Falk and colleagues from CHOP, the Perelman School of Medicine at the University of Pennsylvania, Emory University, the University of Pittsburgh, and centers in Germany and Austria published their study online Sept. 8 in the American Journal of Human Genetics. The co-authors included clinical geneticists, genetic counselors, bioinformaticians, neurologists and basic scientists.
The scientists studied two unrelated children, one in Philadelphia, the other in Europe, who had severe epileptic encephalopathy—a condition of frequent, intractable seizures, linked to neurodevelopmental disabilities. By sequencing the exome (protein-coding sections of DNA) in one patient and completing a candidate gene panel analysis in the other, they identified a recurrent mutation in GRIN2D, a gene not previously known to harbor disease-causing mutations. In both children, the mutation was de novo, appearing in the patients but not present in their parents.
GRIN2D is part of the NMDAR gene family, which codes for glutamate cell receptors involved in nerve transmissions across ion channels. NMDAR family member gene mutations cause childhood epilepsy by overstimulating neural signals and causing a toxic buildup of a major excitatory neurotransmitter, glutamate.
The scientists' cell studies, performed by neuroscience researchers at Emory University and the University of Pittsburgh, showed that the identified GRIN2D mutation caused an ion channel to remain open too long, allowing excess electrical signals to kill neurons in cell culture. Other lab studies investigated agents that block NMDAR signaling, and suggested a possible therapy to the researchers—an existing oral medication called memantine, already approved for patients with Alzheimer's disease, but not normally used to treat epilepsy.
The researchers treated both children with memantine, which led to some developmental improvements and modest reductions of their seizures. While the Philadelphia patient initially responded well, she began to deteriorate over a period of several years, as her seizures returned and worsened. Ultimately, she became severely ill and had to be placed in an induced coma in the hospital's intensive care unit for a period of months.

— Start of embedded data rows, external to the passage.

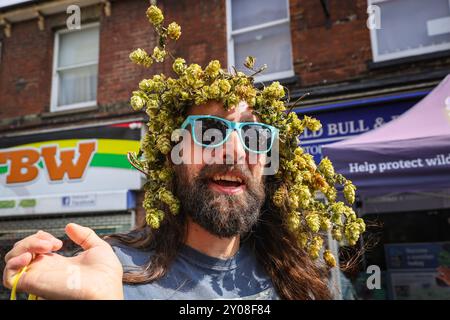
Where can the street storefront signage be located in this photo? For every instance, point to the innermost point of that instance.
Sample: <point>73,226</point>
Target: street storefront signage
<point>69,170</point>
<point>342,124</point>
<point>413,270</point>
<point>408,154</point>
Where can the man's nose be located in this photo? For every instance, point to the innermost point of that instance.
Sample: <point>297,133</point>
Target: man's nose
<point>234,150</point>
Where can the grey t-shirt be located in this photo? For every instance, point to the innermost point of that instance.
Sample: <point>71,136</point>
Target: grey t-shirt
<point>194,275</point>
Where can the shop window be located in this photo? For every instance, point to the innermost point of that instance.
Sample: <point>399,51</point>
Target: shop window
<point>407,28</point>
<point>260,28</point>
<point>75,68</point>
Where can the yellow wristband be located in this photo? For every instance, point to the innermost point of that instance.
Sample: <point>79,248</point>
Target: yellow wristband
<point>16,282</point>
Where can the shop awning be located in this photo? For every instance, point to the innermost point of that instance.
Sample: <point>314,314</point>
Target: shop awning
<point>408,154</point>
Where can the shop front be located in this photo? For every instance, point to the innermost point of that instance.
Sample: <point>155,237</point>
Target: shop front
<point>81,175</point>
<point>402,171</point>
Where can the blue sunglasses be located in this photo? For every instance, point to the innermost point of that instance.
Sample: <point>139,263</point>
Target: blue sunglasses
<point>211,132</point>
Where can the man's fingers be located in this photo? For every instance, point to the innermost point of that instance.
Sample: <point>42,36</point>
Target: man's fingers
<point>34,244</point>
<point>83,236</point>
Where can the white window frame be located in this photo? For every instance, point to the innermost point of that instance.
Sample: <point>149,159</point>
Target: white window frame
<point>400,54</point>
<point>55,75</point>
<point>230,42</point>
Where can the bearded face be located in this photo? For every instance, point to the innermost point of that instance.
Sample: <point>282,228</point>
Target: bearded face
<point>224,214</point>
<point>226,198</point>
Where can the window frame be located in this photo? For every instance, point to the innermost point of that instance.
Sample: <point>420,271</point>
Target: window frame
<point>55,72</point>
<point>230,43</point>
<point>400,54</point>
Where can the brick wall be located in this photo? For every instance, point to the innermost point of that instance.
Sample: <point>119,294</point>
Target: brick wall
<point>340,51</point>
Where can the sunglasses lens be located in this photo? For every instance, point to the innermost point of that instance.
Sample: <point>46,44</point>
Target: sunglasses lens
<point>257,138</point>
<point>210,131</point>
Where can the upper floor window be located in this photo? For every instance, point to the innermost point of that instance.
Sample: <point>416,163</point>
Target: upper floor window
<point>75,68</point>
<point>409,28</point>
<point>260,28</point>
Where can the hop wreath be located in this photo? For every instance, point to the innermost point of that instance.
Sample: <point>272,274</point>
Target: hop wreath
<point>165,100</point>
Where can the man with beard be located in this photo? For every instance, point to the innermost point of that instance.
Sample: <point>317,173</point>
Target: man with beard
<point>221,227</point>
<point>225,243</point>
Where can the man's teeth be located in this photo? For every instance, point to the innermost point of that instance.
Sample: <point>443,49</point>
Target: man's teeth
<point>227,178</point>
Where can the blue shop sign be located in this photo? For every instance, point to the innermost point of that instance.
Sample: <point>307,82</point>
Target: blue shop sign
<point>349,122</point>
<point>417,255</point>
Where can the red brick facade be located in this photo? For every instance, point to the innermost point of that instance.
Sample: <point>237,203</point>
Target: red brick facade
<point>325,51</point>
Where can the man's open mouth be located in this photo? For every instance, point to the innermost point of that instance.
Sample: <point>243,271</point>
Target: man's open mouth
<point>227,183</point>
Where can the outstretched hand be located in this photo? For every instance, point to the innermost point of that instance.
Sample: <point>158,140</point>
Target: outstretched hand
<point>95,273</point>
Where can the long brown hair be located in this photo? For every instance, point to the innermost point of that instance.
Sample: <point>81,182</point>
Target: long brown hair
<point>293,273</point>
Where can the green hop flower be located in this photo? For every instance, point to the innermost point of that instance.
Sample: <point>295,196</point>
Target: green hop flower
<point>326,167</point>
<point>159,54</point>
<point>154,15</point>
<point>179,66</point>
<point>313,221</point>
<point>329,258</point>
<point>174,31</point>
<point>212,69</point>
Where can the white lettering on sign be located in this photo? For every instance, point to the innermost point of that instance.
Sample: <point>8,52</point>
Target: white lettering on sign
<point>382,167</point>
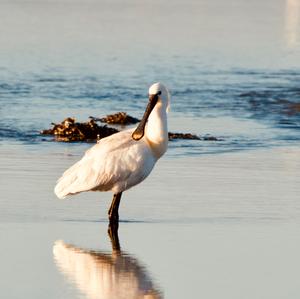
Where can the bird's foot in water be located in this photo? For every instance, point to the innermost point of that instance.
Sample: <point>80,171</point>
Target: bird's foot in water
<point>113,220</point>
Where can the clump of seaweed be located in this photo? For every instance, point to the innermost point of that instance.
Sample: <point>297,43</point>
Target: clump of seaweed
<point>173,136</point>
<point>69,131</point>
<point>120,118</point>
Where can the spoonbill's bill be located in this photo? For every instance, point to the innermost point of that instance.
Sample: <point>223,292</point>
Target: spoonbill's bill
<point>120,161</point>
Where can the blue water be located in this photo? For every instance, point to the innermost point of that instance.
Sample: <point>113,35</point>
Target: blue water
<point>233,68</point>
<point>243,108</point>
<point>215,219</point>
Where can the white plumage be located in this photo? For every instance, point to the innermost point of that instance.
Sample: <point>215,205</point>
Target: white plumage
<point>116,163</point>
<point>124,159</point>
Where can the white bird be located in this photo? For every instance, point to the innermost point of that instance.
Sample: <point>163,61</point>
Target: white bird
<point>122,160</point>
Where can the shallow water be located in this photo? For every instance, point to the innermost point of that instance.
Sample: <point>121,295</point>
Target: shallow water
<point>214,219</point>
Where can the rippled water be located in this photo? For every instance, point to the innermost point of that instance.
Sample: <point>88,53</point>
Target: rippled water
<point>215,218</point>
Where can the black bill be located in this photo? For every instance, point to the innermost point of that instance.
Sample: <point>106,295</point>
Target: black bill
<point>140,130</point>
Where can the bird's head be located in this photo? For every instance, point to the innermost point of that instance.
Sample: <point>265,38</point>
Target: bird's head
<point>158,94</point>
<point>162,93</point>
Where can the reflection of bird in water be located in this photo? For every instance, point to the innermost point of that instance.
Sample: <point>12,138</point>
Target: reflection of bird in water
<point>103,275</point>
<point>124,159</point>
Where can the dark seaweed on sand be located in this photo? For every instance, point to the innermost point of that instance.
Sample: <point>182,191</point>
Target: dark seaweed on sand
<point>70,131</point>
<point>120,118</point>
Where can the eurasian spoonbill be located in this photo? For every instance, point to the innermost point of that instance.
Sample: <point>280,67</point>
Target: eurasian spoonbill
<point>122,160</point>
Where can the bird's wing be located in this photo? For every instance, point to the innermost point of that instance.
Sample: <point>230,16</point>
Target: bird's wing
<point>116,162</point>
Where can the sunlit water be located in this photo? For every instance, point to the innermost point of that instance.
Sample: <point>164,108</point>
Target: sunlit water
<point>215,218</point>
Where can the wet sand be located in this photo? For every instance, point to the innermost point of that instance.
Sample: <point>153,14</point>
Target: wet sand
<point>210,226</point>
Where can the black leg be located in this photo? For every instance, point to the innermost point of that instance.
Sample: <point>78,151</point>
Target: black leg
<point>113,213</point>
<point>114,237</point>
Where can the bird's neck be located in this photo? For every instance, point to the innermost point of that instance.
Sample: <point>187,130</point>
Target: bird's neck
<point>156,130</point>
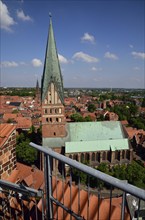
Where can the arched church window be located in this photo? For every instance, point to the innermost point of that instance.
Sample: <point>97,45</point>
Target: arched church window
<point>60,110</point>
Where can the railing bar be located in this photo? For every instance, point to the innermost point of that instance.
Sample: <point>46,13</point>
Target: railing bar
<point>95,173</point>
<point>88,190</point>
<point>18,188</point>
<point>79,208</point>
<point>43,214</point>
<point>138,211</point>
<point>36,210</point>
<point>56,179</point>
<point>70,191</point>
<point>46,184</point>
<point>63,166</point>
<point>110,202</point>
<point>98,203</point>
<point>66,209</point>
<point>22,207</point>
<point>28,210</point>
<point>123,205</point>
<point>10,209</point>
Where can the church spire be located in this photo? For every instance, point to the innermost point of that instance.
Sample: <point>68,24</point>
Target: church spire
<point>51,71</point>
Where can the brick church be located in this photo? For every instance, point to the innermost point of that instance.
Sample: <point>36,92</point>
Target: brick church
<point>94,142</point>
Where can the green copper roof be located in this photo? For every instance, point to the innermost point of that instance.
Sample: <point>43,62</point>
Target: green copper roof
<point>98,145</point>
<point>51,71</point>
<point>91,136</point>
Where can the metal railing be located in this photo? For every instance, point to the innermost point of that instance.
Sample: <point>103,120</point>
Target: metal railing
<point>66,167</point>
<point>61,199</point>
<point>19,202</point>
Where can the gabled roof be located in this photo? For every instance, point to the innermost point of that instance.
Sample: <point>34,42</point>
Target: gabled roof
<point>51,71</point>
<point>5,131</point>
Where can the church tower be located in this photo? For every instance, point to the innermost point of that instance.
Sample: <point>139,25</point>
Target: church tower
<point>52,95</point>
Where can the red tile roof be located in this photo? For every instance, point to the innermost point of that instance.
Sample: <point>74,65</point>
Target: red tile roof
<point>5,131</point>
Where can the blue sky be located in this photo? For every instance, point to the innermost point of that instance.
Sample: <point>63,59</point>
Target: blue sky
<point>100,43</point>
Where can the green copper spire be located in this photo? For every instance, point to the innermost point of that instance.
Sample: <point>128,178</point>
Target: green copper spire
<point>51,71</point>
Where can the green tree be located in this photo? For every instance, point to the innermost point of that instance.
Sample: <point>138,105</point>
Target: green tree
<point>143,103</point>
<point>76,117</point>
<point>25,153</point>
<point>91,107</point>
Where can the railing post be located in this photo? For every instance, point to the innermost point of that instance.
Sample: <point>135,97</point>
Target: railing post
<point>48,186</point>
<point>123,206</point>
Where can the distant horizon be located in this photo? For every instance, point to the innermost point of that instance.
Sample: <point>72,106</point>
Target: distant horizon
<point>100,44</point>
<point>108,88</point>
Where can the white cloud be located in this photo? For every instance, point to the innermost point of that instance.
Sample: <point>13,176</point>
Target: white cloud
<point>22,16</point>
<point>9,64</point>
<point>85,57</point>
<point>62,59</point>
<point>136,68</point>
<point>96,69</point>
<point>6,20</point>
<point>36,62</point>
<point>111,56</point>
<point>88,37</point>
<point>131,46</point>
<point>139,55</point>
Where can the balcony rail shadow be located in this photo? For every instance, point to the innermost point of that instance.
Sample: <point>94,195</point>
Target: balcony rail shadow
<point>61,199</point>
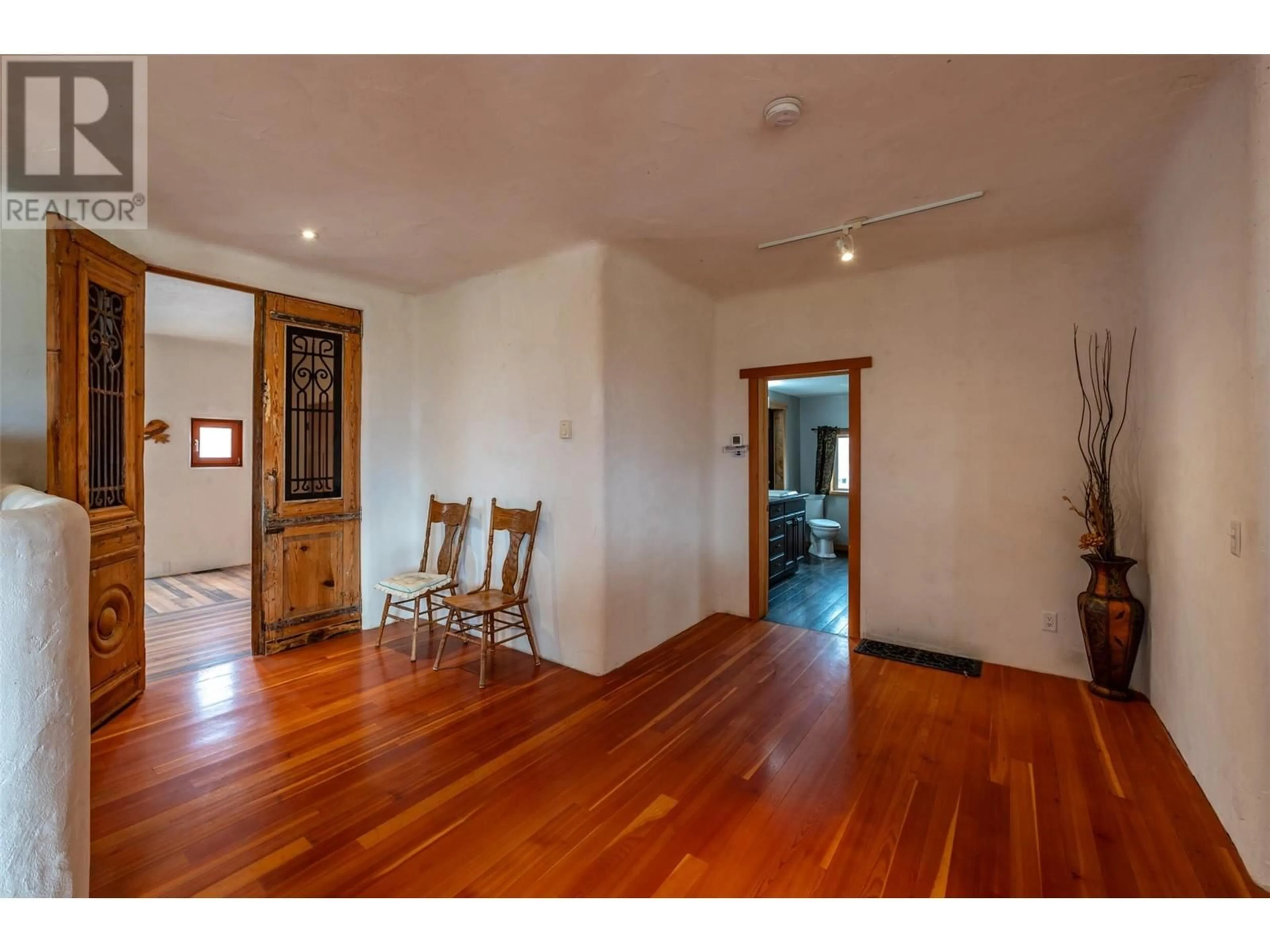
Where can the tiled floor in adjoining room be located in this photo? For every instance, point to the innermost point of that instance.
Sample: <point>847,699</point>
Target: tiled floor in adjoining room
<point>198,620</point>
<point>815,597</point>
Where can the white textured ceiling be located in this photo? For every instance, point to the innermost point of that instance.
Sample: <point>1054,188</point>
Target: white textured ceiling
<point>189,309</point>
<point>423,171</point>
<point>812,386</point>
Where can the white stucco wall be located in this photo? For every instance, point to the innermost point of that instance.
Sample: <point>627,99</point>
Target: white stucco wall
<point>196,518</point>
<point>969,416</point>
<point>1206,273</point>
<point>44,696</point>
<point>658,451</point>
<point>23,416</point>
<point>501,361</point>
<point>392,503</point>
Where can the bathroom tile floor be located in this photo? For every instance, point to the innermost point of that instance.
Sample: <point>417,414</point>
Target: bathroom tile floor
<point>816,597</point>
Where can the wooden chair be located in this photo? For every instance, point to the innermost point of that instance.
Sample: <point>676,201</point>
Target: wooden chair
<point>492,611</point>
<point>412,588</point>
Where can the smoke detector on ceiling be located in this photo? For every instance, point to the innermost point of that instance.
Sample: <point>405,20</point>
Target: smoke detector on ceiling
<point>783,112</point>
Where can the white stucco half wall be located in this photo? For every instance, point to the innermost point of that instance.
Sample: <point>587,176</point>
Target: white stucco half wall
<point>44,696</point>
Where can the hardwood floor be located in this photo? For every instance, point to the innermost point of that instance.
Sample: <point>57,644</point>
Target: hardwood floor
<point>815,597</point>
<point>738,760</point>
<point>197,621</point>
<point>196,639</point>
<point>180,593</point>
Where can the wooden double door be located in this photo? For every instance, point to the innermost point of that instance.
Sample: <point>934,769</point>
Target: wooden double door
<point>307,507</point>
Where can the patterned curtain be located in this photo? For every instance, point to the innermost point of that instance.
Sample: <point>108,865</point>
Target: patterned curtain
<point>826,451</point>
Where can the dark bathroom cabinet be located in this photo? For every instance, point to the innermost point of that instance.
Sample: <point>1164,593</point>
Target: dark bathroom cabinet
<point>786,537</point>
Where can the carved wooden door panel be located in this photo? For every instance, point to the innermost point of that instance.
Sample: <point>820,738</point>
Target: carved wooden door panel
<point>308,493</point>
<point>96,405</point>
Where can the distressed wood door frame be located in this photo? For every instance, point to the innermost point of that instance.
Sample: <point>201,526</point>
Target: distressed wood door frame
<point>309,584</point>
<point>96,444</point>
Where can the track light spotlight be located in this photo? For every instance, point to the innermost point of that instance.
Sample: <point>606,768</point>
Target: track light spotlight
<point>846,247</point>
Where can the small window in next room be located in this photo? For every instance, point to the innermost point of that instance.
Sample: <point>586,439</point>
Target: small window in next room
<point>215,442</point>
<point>842,465</point>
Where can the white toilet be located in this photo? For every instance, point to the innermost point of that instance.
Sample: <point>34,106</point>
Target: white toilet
<point>824,531</point>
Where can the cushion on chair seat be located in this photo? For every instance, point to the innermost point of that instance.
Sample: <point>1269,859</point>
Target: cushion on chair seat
<point>413,583</point>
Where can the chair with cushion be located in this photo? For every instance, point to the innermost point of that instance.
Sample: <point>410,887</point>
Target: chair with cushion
<point>412,588</point>
<point>491,611</point>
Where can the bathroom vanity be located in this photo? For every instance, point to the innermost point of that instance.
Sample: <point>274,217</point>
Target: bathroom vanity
<point>786,534</point>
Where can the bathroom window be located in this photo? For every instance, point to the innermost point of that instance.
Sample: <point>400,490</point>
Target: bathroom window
<point>842,465</point>
<point>215,442</point>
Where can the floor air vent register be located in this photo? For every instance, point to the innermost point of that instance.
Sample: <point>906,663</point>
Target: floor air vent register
<point>968,667</point>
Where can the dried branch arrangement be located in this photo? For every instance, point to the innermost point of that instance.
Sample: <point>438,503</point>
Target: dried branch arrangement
<point>1096,438</point>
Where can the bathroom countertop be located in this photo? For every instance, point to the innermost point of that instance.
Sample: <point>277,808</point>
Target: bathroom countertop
<point>785,499</point>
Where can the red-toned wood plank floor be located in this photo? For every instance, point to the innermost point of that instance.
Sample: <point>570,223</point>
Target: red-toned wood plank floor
<point>740,760</point>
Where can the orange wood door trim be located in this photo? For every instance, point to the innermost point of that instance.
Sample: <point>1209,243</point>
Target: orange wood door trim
<point>759,451</point>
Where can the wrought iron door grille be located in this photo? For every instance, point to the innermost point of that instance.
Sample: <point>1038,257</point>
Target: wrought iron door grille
<point>106,390</point>
<point>314,431</point>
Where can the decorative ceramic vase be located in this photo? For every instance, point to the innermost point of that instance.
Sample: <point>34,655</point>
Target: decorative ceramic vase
<point>1112,621</point>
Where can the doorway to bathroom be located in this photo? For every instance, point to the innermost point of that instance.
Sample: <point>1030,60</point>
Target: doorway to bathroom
<point>810,500</point>
<point>806,494</point>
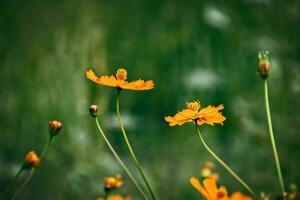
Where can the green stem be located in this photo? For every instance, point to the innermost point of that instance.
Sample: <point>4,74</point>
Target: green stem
<point>45,149</point>
<point>13,181</point>
<point>225,165</point>
<point>32,170</point>
<point>120,161</point>
<point>268,112</point>
<point>136,162</point>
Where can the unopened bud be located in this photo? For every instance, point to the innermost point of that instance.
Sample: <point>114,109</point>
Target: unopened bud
<point>264,65</point>
<point>32,160</point>
<point>54,127</point>
<point>93,110</point>
<point>113,182</point>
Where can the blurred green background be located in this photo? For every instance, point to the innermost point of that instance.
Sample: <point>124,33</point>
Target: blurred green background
<point>204,50</point>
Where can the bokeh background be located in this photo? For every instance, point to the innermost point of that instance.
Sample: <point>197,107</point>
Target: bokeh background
<point>204,50</point>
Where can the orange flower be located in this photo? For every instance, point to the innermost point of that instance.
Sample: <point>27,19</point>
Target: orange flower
<point>239,196</point>
<point>113,182</point>
<point>32,159</point>
<point>209,189</point>
<point>208,115</point>
<point>120,81</point>
<point>117,197</point>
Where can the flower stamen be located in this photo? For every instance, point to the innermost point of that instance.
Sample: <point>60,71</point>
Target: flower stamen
<point>195,105</point>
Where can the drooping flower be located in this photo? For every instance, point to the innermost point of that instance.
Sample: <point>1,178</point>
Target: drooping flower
<point>113,182</point>
<point>32,160</point>
<point>209,115</point>
<point>120,81</point>
<point>209,189</point>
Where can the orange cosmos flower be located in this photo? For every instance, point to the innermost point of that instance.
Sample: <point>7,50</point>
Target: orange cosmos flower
<point>113,182</point>
<point>120,81</point>
<point>239,196</point>
<point>208,115</point>
<point>209,189</point>
<point>116,197</point>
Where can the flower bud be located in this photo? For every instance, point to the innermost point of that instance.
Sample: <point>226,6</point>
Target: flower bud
<point>113,182</point>
<point>32,160</point>
<point>264,65</point>
<point>93,110</point>
<point>54,127</point>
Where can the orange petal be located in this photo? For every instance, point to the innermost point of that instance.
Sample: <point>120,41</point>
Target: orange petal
<point>211,186</point>
<point>91,75</point>
<point>195,182</point>
<point>138,85</point>
<point>239,196</point>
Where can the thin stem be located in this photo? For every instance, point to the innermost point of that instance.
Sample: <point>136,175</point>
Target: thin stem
<point>13,181</point>
<point>32,170</point>
<point>136,162</point>
<point>225,165</point>
<point>268,112</point>
<point>120,161</point>
<point>45,149</point>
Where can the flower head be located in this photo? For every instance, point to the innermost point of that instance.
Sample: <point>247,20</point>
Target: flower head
<point>119,81</point>
<point>264,65</point>
<point>207,171</point>
<point>93,110</point>
<point>113,182</point>
<point>54,127</point>
<point>209,189</point>
<point>32,160</point>
<point>239,196</point>
<point>209,115</point>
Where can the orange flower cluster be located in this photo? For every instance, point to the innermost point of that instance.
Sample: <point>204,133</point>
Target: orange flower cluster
<point>193,113</point>
<point>210,191</point>
<point>120,81</point>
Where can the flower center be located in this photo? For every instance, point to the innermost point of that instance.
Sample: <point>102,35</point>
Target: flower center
<point>220,194</point>
<point>195,105</point>
<point>121,74</point>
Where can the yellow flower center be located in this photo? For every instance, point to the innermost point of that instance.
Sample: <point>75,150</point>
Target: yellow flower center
<point>195,105</point>
<point>121,74</point>
<point>220,194</point>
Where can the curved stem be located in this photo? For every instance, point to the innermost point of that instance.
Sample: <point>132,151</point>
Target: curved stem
<point>268,112</point>
<point>32,170</point>
<point>136,162</point>
<point>13,181</point>
<point>120,161</point>
<point>225,165</point>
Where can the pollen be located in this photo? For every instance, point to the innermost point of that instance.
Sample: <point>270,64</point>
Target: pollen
<point>195,105</point>
<point>121,74</point>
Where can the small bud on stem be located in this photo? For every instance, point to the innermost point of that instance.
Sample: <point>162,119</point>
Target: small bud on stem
<point>264,65</point>
<point>93,110</point>
<point>54,127</point>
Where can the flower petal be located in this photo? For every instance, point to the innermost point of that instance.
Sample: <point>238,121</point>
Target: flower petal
<point>138,85</point>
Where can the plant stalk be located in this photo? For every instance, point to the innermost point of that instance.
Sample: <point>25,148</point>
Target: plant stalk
<point>136,162</point>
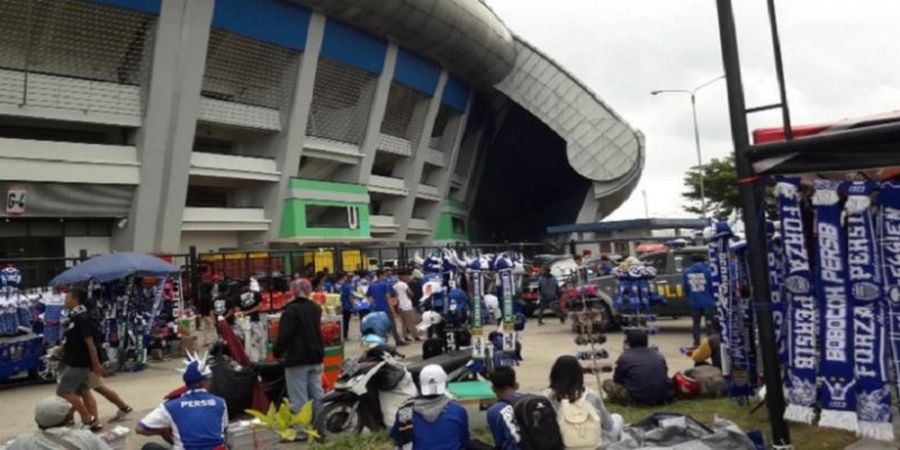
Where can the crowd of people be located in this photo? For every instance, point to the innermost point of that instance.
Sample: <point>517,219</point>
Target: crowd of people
<point>198,419</point>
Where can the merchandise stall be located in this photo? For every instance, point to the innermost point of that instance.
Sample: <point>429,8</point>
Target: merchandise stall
<point>331,327</point>
<point>139,304</point>
<point>828,314</point>
<point>29,322</point>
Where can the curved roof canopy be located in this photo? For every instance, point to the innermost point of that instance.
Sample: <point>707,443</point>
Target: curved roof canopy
<point>463,35</point>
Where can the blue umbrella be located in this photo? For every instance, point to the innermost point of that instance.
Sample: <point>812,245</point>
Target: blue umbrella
<point>114,266</point>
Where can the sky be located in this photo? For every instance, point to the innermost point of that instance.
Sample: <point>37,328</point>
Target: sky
<point>841,61</point>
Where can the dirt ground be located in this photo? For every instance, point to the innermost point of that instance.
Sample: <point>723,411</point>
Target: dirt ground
<point>144,390</point>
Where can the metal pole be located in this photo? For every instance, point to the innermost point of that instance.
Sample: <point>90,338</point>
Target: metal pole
<point>699,158</point>
<point>779,72</point>
<point>752,192</point>
<point>646,207</point>
<point>194,276</point>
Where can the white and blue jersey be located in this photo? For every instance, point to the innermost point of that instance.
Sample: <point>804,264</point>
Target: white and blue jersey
<point>197,419</point>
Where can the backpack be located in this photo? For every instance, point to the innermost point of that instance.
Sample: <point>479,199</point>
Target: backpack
<point>432,347</point>
<point>579,424</point>
<point>549,289</point>
<point>537,423</point>
<point>710,379</point>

Two pediatric neurologists at CHOP, Eric D. Marsh, MD, PhD, and Xilma R. Ortiz-Gonzalez, MD, PhD, scrutinized the laboratory data obtained from animal cells, and concluded that a combination of magnesium and ketamine, an NMDAR antagonist, might be effective in this patient. Neither drug was considered a standard treatment for epilepsy, but they produced dramatic improvements, bringing her out of the repeated nonconvulsive seizures she had been suffering, and allowing her to regain some developmental skills.
"Much more work, including randomized clinical trials, remains to be done to learn whether therapies such as these, targeted to a specific gene disorder can be applied to other patients with similar subtypes of epilepsy," said Falk. "However, our study demonstrates that pursuing functional studies to validate and explore the significance of specific gene mutations is essential to begin to identify precise treatments for otherwise intractable neurodevelopmental disease. Genomic analyses, tied to functional studies and embracing multidisciplinary collaborations that bring together diverse domains of necessary expertise, are essential to advance toward precision medicine in complex pediatric disorders."